Wakil Ketua DPRD Lamongan, Imam Fadlli saat menghadiri acara GP Ansor Lamongan (foto: ist)
SUARABHINNEKA, LAMONGAN – Wakil Ketua DPRD Lamongan, Imam Fadlli memberikan reaksi terkait informasi terkait penahanan ijazah di beberapa sekolah yang ada di Kabupaten Lamongan.
Bahkan, yang terbaru ada kabar siswa miskin yang tidak bisa mengikuti ujian akhir, karena belum mampu melunasi biaya sekolah.
Dikonfirmasi, suarabhinneka.com, Imam Fadlli menegaskan bahwa, baik di sekolah atau madrasah tidak dibenarkan menahan ijazah siswa yang telah lulus, dengan alasan apapun.

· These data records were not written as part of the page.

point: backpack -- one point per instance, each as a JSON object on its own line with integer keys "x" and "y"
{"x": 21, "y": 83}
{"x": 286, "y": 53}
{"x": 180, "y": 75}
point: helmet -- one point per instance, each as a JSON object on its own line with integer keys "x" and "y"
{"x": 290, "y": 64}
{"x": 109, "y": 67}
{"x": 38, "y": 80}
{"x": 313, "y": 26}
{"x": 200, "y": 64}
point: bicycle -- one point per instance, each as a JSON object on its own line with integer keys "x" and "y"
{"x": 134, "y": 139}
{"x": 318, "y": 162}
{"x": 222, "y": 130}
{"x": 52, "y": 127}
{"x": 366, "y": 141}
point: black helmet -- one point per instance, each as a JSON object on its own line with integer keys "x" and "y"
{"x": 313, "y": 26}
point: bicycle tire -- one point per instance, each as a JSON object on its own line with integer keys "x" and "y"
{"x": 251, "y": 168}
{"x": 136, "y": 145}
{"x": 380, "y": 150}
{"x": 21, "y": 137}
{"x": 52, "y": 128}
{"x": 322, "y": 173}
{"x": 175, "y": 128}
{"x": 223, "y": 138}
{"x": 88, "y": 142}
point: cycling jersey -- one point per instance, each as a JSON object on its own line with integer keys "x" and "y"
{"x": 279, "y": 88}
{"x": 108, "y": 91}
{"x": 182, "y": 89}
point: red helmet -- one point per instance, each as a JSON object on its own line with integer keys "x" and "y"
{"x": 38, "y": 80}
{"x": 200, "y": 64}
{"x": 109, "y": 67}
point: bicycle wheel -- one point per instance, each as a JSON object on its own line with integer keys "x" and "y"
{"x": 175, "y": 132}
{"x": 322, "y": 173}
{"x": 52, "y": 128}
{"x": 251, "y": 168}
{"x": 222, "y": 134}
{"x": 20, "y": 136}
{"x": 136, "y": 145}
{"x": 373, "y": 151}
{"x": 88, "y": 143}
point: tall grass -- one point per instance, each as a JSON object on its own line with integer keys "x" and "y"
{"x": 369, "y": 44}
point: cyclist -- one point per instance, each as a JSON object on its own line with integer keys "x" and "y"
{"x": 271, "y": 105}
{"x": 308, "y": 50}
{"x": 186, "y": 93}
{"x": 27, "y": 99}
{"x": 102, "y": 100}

“Untuk yang di sekolah atau madrasah negeri, kami meminta agar Dinas Pendidikan betul-betul memantau apa yang sudah menjadi intruksi pemerintah,” tegas politisi Partai Gerindra ini, Kamis (8/5/2025).
Sedangkan untuk sekolah atau madrasah swasta, kata Imam, apabila ada yamg ditahan agar pihak Dinas atau Kemenag yang membidangi madrasah, segera berkomunikasi dengan pihak penyelenggara pendidikan baik itu yayasan maupun pondok pesantren.

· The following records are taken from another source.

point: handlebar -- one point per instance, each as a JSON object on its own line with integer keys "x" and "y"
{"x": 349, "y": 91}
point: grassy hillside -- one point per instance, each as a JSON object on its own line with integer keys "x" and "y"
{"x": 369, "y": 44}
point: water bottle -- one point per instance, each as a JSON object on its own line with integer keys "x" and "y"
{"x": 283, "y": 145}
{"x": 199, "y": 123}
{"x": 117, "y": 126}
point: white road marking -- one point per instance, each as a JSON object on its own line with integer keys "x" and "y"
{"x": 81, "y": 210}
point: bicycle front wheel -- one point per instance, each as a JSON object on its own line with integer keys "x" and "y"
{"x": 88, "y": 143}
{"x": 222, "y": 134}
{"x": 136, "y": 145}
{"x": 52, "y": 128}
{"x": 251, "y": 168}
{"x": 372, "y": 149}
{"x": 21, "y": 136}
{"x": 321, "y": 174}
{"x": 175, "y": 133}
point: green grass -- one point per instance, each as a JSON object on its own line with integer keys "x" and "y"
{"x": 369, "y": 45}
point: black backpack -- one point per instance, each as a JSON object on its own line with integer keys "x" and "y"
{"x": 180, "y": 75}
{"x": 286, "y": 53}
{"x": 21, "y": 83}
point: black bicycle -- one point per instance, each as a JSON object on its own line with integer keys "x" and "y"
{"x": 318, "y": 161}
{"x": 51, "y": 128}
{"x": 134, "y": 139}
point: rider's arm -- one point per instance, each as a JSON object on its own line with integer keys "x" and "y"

“Semua harus duduk bersama cari solusi, apabila memang terkait pembiayaan, maka ada solusi dari pemerintah melalui dinas pendidikan atau Kemenag,” kata mantan Wakil Ketua PP IPNU ini.
Terkait penahanan ijazah di Perusahaan, Imam Fadlli mengaku belum ada laporan di Lamongan. Meski demikian, dia meminta agar Perusahaan mentaati peraturan yang sudah ditetapkan oleh Pemerintah.
“Perusahaan tidak boleh ada penahanan ijazah, kalau nanti ada laporan perusahaan menahan ijazah, kami dari DPRD Lamongan agar bergerak turun ke lapangan,” pungkasnya (az).